Wtedy pijana nie byłaś, ale pisząc ten tekst musiałaś sobie chlapnąć. Tyle literówek to na Piekielnych w życiu nie widziałem.

Odpowiedz
avatar szafa
2 2

Ja to w ogóle nie rozumiem tego typu reakcji. Okej, jakby to był lekarz, który ma mnie zbadać, kierowca, z którym jadę, kucharz, który ma mi potrawę przyrządzić - okej, zgłaszam, gdzie się da, bo od tego może zależeć moje zdrowie. Ale co by mnie to obchodziło, że komuś w jakimś biurze czy sklepie nie przeszkadza, że pracownik się zatacza.
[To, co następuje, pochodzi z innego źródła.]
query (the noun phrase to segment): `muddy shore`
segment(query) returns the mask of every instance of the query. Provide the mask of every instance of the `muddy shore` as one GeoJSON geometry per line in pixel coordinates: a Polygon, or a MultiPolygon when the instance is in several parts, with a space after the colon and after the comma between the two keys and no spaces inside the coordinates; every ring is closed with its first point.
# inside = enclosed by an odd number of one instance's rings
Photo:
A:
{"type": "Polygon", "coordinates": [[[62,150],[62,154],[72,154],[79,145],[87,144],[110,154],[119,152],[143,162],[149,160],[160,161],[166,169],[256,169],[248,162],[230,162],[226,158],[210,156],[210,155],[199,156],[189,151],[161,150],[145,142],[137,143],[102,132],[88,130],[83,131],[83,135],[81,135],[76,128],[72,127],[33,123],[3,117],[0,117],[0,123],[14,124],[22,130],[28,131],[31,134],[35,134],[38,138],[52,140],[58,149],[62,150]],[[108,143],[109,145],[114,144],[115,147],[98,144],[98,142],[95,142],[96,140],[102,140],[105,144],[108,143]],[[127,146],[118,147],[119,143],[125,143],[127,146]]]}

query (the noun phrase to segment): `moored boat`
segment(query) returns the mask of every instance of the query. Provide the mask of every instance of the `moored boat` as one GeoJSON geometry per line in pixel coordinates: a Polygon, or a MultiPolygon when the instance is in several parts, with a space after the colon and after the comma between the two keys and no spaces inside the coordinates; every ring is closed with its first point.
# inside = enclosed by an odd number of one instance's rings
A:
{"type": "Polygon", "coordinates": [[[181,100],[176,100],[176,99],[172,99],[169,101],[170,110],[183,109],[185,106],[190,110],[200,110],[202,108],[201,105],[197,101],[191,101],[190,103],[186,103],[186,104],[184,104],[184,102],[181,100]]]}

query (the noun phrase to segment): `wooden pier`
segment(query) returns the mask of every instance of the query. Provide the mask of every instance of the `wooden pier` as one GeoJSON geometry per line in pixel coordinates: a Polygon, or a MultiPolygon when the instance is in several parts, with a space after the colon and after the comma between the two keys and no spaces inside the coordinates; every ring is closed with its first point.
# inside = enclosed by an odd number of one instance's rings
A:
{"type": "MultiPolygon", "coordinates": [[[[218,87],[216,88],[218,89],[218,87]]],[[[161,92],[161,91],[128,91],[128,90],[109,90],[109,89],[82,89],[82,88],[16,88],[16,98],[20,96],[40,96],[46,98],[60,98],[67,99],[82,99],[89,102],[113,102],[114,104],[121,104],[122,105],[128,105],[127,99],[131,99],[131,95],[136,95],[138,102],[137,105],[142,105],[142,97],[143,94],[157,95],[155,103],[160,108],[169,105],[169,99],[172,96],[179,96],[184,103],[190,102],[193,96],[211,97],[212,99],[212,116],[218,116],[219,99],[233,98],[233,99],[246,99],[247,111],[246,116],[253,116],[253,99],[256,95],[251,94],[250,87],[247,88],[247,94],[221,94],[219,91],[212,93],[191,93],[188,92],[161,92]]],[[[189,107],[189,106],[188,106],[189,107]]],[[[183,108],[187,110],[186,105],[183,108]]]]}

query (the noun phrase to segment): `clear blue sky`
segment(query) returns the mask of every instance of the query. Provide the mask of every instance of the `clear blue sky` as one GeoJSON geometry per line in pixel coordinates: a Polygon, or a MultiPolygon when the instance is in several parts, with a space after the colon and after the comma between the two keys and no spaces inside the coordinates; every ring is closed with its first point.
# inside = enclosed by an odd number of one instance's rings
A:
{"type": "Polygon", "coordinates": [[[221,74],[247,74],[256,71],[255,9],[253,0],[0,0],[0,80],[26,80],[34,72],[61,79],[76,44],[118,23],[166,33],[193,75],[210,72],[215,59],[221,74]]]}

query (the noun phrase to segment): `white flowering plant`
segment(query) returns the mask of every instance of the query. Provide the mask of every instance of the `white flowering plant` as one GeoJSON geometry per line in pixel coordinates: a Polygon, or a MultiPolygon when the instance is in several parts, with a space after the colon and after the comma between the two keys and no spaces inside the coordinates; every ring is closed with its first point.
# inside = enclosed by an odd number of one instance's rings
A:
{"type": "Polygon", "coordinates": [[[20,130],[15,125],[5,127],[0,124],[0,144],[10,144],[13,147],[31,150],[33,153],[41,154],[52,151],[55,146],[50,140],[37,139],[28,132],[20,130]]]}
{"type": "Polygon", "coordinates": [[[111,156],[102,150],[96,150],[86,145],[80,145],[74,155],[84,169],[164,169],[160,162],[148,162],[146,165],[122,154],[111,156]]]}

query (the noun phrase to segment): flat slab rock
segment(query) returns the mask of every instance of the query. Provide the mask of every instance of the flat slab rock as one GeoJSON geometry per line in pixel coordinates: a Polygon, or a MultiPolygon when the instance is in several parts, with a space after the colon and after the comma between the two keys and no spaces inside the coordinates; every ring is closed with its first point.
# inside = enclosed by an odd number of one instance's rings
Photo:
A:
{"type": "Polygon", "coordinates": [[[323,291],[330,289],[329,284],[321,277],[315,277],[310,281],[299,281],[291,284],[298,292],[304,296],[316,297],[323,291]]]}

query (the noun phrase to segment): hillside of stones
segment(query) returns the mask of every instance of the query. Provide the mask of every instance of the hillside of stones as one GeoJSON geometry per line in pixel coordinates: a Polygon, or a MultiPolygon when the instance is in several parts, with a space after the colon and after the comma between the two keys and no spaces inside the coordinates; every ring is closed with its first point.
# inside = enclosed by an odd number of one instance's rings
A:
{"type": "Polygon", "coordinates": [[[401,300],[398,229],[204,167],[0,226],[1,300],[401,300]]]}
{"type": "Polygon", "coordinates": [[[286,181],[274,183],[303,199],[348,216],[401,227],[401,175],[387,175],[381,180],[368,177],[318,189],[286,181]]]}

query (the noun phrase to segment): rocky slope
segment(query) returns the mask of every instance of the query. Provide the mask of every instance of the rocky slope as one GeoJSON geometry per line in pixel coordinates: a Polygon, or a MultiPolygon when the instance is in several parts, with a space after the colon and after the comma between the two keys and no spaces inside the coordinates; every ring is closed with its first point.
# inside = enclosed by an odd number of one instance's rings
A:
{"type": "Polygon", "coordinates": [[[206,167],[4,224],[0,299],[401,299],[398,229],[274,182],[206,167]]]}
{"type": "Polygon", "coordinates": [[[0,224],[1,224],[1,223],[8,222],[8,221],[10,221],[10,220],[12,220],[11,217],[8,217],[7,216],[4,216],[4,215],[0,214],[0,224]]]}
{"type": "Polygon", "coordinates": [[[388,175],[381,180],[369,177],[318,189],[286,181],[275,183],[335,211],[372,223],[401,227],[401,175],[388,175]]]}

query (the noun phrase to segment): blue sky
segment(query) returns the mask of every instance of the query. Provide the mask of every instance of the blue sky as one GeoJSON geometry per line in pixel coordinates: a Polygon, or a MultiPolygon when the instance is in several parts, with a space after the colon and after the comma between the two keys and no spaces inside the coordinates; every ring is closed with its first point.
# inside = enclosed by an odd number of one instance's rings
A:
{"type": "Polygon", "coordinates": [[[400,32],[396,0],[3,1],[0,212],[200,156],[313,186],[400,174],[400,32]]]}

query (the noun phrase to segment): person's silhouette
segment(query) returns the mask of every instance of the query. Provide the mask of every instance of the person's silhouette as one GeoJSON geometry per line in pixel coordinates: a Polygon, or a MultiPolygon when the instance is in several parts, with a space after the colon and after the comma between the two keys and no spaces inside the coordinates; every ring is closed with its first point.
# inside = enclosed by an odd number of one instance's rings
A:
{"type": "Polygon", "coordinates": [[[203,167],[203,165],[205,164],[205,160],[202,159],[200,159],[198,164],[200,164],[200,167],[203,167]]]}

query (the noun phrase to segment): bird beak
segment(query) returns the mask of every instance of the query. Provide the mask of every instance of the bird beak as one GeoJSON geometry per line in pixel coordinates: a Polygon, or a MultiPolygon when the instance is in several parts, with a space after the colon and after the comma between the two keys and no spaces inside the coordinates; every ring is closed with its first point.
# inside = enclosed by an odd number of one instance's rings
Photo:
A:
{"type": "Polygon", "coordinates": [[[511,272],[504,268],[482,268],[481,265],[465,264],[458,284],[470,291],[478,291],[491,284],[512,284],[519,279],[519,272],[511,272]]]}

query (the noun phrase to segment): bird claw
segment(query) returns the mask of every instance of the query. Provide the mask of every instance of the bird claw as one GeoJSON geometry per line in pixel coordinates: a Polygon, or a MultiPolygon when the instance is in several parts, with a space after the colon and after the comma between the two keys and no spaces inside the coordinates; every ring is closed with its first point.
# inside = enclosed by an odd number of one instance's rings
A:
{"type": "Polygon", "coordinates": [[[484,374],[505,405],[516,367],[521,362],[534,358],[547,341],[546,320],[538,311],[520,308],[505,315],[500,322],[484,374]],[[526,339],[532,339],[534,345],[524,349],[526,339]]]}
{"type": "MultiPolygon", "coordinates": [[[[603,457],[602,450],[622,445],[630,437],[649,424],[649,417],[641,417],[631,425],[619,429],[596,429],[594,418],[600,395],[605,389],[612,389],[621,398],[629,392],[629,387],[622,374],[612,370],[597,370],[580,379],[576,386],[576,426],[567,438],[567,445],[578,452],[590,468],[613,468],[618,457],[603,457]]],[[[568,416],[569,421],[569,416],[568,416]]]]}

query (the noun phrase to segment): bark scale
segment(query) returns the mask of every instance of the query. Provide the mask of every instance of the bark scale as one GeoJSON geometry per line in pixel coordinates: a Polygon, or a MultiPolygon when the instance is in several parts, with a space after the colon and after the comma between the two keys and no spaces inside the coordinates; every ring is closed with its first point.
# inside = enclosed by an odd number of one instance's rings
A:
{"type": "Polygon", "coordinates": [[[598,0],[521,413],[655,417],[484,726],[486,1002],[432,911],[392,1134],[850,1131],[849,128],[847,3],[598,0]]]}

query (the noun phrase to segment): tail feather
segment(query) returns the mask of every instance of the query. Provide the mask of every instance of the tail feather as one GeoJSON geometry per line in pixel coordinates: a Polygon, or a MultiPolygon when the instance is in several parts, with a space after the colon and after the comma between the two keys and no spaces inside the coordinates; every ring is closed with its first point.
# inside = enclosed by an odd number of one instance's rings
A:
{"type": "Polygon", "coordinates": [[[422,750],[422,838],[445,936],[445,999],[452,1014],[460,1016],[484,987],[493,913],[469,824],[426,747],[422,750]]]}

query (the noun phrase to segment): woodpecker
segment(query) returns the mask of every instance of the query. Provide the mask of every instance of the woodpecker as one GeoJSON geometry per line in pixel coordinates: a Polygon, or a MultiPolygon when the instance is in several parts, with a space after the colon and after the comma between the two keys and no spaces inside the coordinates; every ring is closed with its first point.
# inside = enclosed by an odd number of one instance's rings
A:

Nie mój problem.

Odpowiedz
avatar Mornigstar
-1 3

Bardzo dobrze Cię rozumiem. Kiedyś przez głupią zabawę dostałam w głowę od koleżanki na tyle mocno, że do dziś mam problemy z błędnikiem i chodzę lekkim zygzakiem, nie umiem ustać też prosto i bujam się na nogach, balansuję ciałem łapiąc równowagę. Niemniej nikt nie ma wypisane na czole, co mu dolega. Szkoda tylko, że najłatwiej jest tak ludzi zaszufladkować.

Odpowiedz
avatar SzatanWeMnieMocny
1 1

Czy ja wiem czy do do końca piekielne? Dla Ciebie oczywiście sytuacja nieprzyjemna, ale rzadko spotykamy się z osobami po prostu o problemach z błędnikiem a coraz częściej za to słyszymy o osobach, które pracowały pijane i były nieszczęścia. A potem szok, że nikt nie zareagował jak jak jeden pijany zabetonował drugiego. Życie no, pech.

Odpowiedz
avatar voytek
2 2

Korzystając z obecności policji należało zażądać wylegitymowania tej kobiety i podanie jej danych osobowych (wymieniania sie danymi) w celu jej pozwania z powodztwa cywilnego o zniesławienie i żądać w sądzie przeprosin pisemnych w gazecie oraz wpłaty na cele charytatywne (wtedy nie ponosisz praktycznie żadnych kosztów własnych).